Exploring wavefield-based location imaging in heterogeneous media: a borehole DAS example

Earthquake localization using Distributed Acoustic Sensing (DAS) is challenging due to the single-component directional sensitivity of DAS systems. We propose a novel approach for localization that is based on dense DAS recordings and constraints from known structural heterogeneity of the subsurface. Our method employs full-waveform simulations to generate synthetic DAS wavefield images for a range of potential earthquake source locations. A deep convolutional neural network (CNN), based on a U-Net architecture, is trained on these images to map DAS-recorded wavefield patterns to earthquake source coordinates, without the need for identification and picking of P- and S-wave arrivals. We evaluate this wavefield-based localization technique using a challenging synthetic case study involving DAS recordings in a single vertical borehole, representative of monitoring configurations commonly deployed at geothermal platforms.
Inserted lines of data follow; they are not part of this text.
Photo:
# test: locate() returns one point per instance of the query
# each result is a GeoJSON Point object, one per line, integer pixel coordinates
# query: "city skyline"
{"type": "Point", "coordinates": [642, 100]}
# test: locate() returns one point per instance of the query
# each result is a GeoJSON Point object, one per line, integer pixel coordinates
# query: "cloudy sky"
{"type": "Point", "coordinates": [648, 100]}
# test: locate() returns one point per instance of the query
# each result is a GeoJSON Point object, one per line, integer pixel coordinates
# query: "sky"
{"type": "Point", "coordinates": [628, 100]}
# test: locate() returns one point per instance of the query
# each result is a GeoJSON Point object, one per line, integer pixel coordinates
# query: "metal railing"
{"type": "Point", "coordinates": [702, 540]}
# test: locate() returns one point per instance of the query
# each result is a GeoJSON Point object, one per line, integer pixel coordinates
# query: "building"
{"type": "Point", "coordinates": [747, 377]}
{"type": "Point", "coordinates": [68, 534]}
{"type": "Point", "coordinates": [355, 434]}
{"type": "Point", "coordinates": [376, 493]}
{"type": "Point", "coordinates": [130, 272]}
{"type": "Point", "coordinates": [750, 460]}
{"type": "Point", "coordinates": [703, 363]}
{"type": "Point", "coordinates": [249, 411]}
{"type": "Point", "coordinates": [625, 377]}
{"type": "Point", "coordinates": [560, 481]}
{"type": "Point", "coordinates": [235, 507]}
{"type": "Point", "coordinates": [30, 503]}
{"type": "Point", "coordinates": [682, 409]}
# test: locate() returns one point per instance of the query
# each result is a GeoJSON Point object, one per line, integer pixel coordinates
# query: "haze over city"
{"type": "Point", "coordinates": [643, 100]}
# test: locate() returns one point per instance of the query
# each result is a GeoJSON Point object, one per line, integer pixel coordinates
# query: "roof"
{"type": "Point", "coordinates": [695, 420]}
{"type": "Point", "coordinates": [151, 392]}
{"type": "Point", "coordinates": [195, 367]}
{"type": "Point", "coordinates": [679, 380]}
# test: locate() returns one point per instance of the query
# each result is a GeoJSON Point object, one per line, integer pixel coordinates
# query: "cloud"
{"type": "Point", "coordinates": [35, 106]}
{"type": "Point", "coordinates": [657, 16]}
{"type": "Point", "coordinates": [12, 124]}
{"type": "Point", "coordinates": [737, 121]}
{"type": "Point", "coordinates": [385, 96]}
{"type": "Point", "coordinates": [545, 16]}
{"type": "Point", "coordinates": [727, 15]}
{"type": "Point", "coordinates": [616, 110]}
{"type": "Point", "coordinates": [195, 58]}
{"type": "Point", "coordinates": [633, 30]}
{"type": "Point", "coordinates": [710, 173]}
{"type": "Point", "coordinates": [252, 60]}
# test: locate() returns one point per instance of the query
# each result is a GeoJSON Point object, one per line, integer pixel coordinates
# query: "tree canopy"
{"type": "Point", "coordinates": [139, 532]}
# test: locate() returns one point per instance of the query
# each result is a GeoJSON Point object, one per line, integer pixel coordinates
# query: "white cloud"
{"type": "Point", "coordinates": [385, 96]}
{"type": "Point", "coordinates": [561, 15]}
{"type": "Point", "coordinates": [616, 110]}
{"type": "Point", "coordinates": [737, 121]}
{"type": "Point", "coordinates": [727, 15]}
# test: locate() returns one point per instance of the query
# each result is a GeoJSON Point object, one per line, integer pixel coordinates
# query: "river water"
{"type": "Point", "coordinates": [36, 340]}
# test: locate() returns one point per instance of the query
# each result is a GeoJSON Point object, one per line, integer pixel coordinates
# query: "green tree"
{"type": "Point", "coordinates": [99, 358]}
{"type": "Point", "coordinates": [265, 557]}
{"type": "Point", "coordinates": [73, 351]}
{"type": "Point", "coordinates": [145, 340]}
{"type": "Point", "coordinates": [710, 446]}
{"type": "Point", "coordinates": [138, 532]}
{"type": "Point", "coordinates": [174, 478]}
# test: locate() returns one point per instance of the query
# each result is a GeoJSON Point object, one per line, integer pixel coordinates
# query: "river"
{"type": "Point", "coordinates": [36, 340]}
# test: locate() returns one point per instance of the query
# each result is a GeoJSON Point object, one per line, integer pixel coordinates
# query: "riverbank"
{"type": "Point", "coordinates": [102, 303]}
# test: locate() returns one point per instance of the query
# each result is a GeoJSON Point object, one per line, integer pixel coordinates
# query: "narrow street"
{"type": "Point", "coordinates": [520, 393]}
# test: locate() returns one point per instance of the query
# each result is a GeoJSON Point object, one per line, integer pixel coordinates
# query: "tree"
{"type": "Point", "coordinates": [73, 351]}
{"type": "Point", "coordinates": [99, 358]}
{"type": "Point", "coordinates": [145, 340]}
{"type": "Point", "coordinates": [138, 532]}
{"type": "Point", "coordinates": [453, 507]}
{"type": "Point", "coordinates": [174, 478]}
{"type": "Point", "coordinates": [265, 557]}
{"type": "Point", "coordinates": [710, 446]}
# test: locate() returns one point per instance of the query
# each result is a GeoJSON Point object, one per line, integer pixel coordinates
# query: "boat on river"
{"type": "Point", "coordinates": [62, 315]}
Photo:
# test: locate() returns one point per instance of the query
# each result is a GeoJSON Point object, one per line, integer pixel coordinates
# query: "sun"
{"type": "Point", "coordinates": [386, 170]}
We consider different velocity models of varying geological complexity. The results show that the CNN effectively learns location-specific wavefield signatures influenced by subsurface heterogeneity. Uncertainties can be reduced significantly by adding recordings from a second borehole. While the results are based on idealized 2D synthetic modeling, the method offers a promising approach for improving microseismic monitoring when detailed information on the heterogeneous velocity structure is available (such as that derived from seismic surveys).